The problem with modern AI isn't software, it's physics. The computing architecture that has powered progress since the 1940s is fundamentally incompatible with the way neural networks work.
On This Week in AI, Naveen Rao of Unconventional AI explained the mismatch. Today's computers are built on a paradigm designed for sequential calculation, like artillery trajectories. AI's neural networks operate on a different, parallel physics. Forcing them into the old system is wildly inefficient. Rao's goal is not just incremental chip improvements, but circuits that mimic the physics of neurons, targeting a thousand-fold efficiency gain within five years.
The brute-force alternative is already underway.
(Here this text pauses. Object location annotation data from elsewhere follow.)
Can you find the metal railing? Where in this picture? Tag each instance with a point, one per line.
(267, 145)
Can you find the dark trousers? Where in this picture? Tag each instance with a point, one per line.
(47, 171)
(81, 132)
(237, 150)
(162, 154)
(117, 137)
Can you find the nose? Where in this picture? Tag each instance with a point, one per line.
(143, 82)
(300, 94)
Chase Lock Miller's Crusoe AI is building a 1.2-gigawatt data center campus, codenamed Stargate, for OpenAI and Oracle. This represents the current reality of powering intelligence, but it's unsustainable. The ultimate benchmark is the human brain, which operates on about 20 watts. The goal isn't just to match it, but to surpass it, unlocking synthetic intelligence at a scale we can't yet conceive.
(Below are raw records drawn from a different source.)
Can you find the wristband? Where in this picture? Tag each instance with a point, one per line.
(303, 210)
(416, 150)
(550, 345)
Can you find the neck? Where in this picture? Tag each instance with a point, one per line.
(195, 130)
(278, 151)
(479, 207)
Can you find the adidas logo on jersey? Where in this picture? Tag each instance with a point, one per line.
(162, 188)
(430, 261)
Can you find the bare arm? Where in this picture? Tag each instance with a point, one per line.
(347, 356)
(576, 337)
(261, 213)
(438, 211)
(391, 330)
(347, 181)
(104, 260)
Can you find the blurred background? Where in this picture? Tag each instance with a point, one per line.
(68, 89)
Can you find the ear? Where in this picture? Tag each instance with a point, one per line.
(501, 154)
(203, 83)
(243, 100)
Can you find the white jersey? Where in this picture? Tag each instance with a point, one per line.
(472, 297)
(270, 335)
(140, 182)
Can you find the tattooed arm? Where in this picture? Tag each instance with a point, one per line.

Meanwhile, the software side is moving faster and becoming more accessible. Andrej Karpathy's Auto Research project, discussed on This Week in Startups, demonstrates that the core mechanism of AI self-improvement is not just theoretical. It's a simple loop where a small model iteratively rewrites its own code. Shopify CEO Tobi Lütke, a non-researcher, used it to score a 19% performance gain in hours.
This democratization of progress highlights a stark divide. In China, tools like OpenClaw see explosive grassroots adoption. In the U.S., public polling shows a net negative perception of the technology. Builders are racing ahead even as public trust lags.
The bottleneck for AI's future isn't just energy availability, it's how effectively we can use it. To move forward, we may need to forget the computer we all know and love.
Naveen Rao, This Week in AI:
- We're kind of thinking about the computer that we all know and love.
- It's something that's an 80-year-old paradigm.